The plateau begins when peak oil induces massive price shocks contributing to economic recession. The recession in turn reduces consumption, lessening the strain on resources and precipitating a collapse in fuel prices. Lower prices create new space for renewed consumption and economic recovery. This 'undulating plateau' is a period of major price fluctuation, which could last from 5 to 10 years before oil capacity limits are permanently breached and we arrive at the era of irreversibly scarce oil supplies and high prices.”

This chimes very much with recent news reports in the Financial Times of alternative energy projects that were all systems go getting put on hold because of plummeting oil prices. Even the commentators have spotted it; see Gideon Rachman from the Financial Times, 23rd December-

"So my fifth choice for 2008 is the rise and fall of the oil price- up to more than $147 a barrel in July and then down to just above $40 now. In the first half of the year, with the oil price soaring, all the talk was of resource scarcity, the growing clout of sovereign wealth funds and the rising power of the world's energy producers. With a fall of $100 in the oil price, oi-rich governments suddenly look as shaky as a Wall Street bank. The Russians and Chinese are- along with the rest of the world- relearning one of the basic lessons of Marxism. Economics drives politics. That is a lesson likely to be driven home with even more force in 2009."

Herve Kempf and Peter Preston look at journalism- the invisibility of the poor and the necessity of the local- respectively.

Paul Buchanan, a Somerset County Councillor, gives his advice on how to bring change “to the Town Hall, District Council and County or Unitary Authority.”

Peter North, in an article that really needed more space to fully explore the issues, distinguishes between localism and autarky.

Tom Barker, associate editor of 4WR has a good piece on “the Ecology of Economics”. As he says-

"In ecological parlance, as a system interconnected on a vast scale, and dominated by international commerce that reaches into every locality, industrial society appears to be entering an unstable point in development called omega that precedes general ecosystem collapse.
The term omega describes the crisis point in a pattern of ecosystem dynamics known as the adaptive cycle, in which ecoystem resilience (against collapse from perturbations) undergoes periodic changes as it matures. As the most intelligent species on the planety (honestly!), if we care to look we can recognise this and potentially do something about it before it happens, but presently economic policy is in the hands of the market.
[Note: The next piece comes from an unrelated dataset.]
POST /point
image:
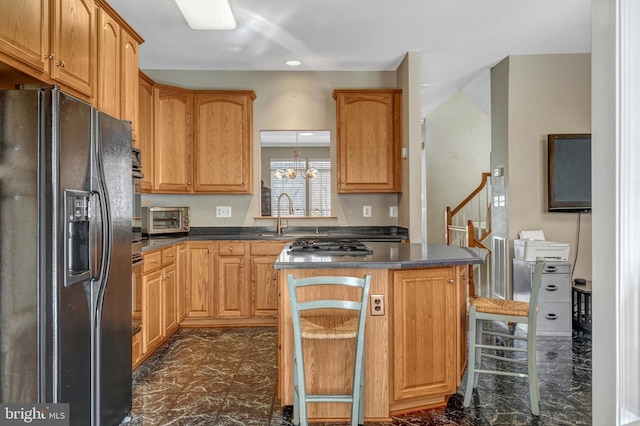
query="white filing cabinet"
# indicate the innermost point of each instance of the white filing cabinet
(554, 302)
Accordingly, we are being swept along by events in the same way as any other dumb organism."

The journal closes out with a bunch of letters, book reviews, observations and “fourth world news.”

All this for three quid- a bargain!

The journal's problems are the problems of “the movement” more widely. I suspect it's not getting “out of the ghetto”. The gender imbalance is pretty marked (that's NOT to accuse anyone of misogyny). I don't think it is examining some of its assumptions hard enough (small is beautiful, but also probably a bit more problematic than you'd know from this). I don't think it is always engaging sufficiently with its critics- there's nothing in the issues I've seen about the debates between Rob Hopkins and Trapeze, for example.